Modeling Dimensions with History Tracked, Generic Attributes
Sometimes, you need to model a database in such a way that you can dynamically extend the model without altering any tables. Perhaps the attributes changes faster than you can add new columns or the data you store has a “ragged” structure that does not lend itself well to being described as a traditional table structure.
The typical approach taken in these cases is to “pivot” the required “flexible columns” of a table into rows instead and dynamically reconstruct the schema at runtime. When you model like this, adding new attributes to the model is simply a question of inserting rows into the database.
As I sure you are aware, there are issues with this approach. Tuning columns into rows can cause interesting issues for database engines. The flexibility requirement and performance loss to be balanced carefully. In this blog, I will walk you through an example of how to handle this generic case in a star schema.
To make this concrete, let me use an anonymised, real customer example I ran into this week.

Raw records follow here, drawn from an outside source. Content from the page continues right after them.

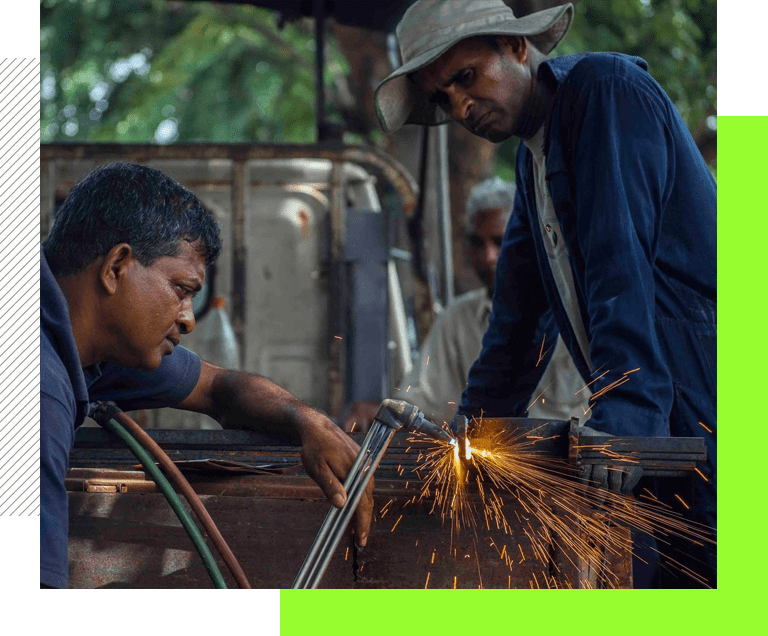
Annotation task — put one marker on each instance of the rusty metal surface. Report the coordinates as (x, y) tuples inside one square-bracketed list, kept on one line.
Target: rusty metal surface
[(270, 521)]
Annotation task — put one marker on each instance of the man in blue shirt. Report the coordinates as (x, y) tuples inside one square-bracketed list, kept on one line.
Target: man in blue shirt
[(612, 241), (119, 269)]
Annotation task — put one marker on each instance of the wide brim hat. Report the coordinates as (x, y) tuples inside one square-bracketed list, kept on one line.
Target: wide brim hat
[(430, 27)]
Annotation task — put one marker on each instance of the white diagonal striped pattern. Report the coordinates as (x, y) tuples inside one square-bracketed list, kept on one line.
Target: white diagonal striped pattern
[(19, 286)]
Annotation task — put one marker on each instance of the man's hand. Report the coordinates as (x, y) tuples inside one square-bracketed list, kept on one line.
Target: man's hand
[(619, 477), (327, 454), (240, 400)]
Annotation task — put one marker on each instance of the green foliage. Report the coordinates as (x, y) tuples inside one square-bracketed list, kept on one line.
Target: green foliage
[(154, 71), (159, 71)]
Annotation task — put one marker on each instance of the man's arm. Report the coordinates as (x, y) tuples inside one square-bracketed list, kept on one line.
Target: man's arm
[(624, 165), (239, 400)]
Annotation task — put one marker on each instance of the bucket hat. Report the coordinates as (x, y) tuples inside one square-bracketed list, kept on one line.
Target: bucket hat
[(430, 27)]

Simplified, the customer has this OLTP model of employees and transactions:
Transactions are all linked up to Employees. Because the City and a few other columns of the employee are important to keep track of historically, Employee_History models this concept using the ValidFrom/To column. In addition to City and other static columns, employees can also have a general “bag” of zero or more attributes associated with them that vary over time – this relation is tracked in Employee_Has_Attribute which also needs the ValidFrom/To columns to keep track of the temporal aspect of this relation. For example, an employee could have the attribute “Part Time” associated with him for a year, and another employee have both the “Part Time” attribute and the “Speaks Chinese” set in another time period. Later, the administrator of system may decide that a new attribute “Speaks German” is now allowed and they can simply add that to employees by inserting a row in the Attribute table and adding the historical information in Employee_Has_Attribute.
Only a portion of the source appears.